Self-Driving Railroad Network
Deutsche Bahn, the German government-owned rail system that manages travel throughout the country, is planning to add autonomous vehicles to its system with the goal of offering seamless door-to-door transit.
As Deutsche Bahn’s CEO Reedier Grube explained to the German publication WirtschaftsWoche, the system already markets trains as a good alternative to driving because they help passengers use time more effectively. “If in the future autonomous cars can do this, then the operators of these cars can claim the same about their services. That’s why we will have to add autonomously driving cars to our offering.”

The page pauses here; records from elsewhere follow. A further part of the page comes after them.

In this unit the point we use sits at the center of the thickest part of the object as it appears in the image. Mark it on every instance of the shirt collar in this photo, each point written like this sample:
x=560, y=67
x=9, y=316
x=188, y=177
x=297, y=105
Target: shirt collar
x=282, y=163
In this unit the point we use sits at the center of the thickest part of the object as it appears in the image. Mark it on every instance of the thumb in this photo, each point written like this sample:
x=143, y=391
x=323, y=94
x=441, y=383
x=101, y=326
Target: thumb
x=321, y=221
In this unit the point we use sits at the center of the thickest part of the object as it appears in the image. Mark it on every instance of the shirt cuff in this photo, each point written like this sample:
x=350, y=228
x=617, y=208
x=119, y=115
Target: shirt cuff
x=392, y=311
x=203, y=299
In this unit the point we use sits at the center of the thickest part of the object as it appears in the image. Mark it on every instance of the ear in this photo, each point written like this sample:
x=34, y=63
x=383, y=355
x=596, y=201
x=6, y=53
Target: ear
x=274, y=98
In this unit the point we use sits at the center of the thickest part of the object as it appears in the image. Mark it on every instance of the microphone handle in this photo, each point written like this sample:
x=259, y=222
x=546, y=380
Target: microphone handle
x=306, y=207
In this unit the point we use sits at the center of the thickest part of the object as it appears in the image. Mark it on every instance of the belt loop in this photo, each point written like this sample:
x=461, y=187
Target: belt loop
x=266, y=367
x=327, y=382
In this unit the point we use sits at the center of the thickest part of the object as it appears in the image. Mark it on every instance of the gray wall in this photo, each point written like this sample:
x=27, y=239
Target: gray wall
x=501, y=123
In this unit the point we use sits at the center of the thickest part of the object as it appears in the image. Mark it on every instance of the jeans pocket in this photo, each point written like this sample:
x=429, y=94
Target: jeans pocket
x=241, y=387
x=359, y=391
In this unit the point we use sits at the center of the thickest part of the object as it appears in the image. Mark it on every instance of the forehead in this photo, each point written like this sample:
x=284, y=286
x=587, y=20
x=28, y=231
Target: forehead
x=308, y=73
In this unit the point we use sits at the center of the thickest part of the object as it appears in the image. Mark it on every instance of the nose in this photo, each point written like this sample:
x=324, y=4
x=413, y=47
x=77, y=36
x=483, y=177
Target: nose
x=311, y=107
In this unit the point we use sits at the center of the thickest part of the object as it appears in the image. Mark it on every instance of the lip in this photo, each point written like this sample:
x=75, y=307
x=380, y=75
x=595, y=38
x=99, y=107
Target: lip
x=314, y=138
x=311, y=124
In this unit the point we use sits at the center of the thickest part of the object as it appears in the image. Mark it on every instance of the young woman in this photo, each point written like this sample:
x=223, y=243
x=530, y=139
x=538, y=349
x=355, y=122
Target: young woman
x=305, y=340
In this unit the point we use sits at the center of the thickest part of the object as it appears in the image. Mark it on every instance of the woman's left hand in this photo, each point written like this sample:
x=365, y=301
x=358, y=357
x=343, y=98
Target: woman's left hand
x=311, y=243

The railway operator has been discussing using self-driving cars internally for some time. A strategy document for Deutsche Bahn touts the importance of “multimodal mobility” and “end-to-end service,” and it specifically points to autonomous vehicles as part of an “integrated land transport system.”
Millions of Driver Jobs Will Vanish
Over the past few years I have received hundreds of emails from readers telling me that I was wrong. Some thought this would never happen, others suggested 2030 or 2050.
I am sticking with my assessment of 2020 as a key launch date. That’s when regulations, rules and kinks will all be worked out. It could be sooner. By 2024 at the latest, millions of taxi, bus, and truck driving jobs will vanish.
By the way, please note that the free market, not politicians are taking care of the alleged greenhouse gas emissions problem quite nicely.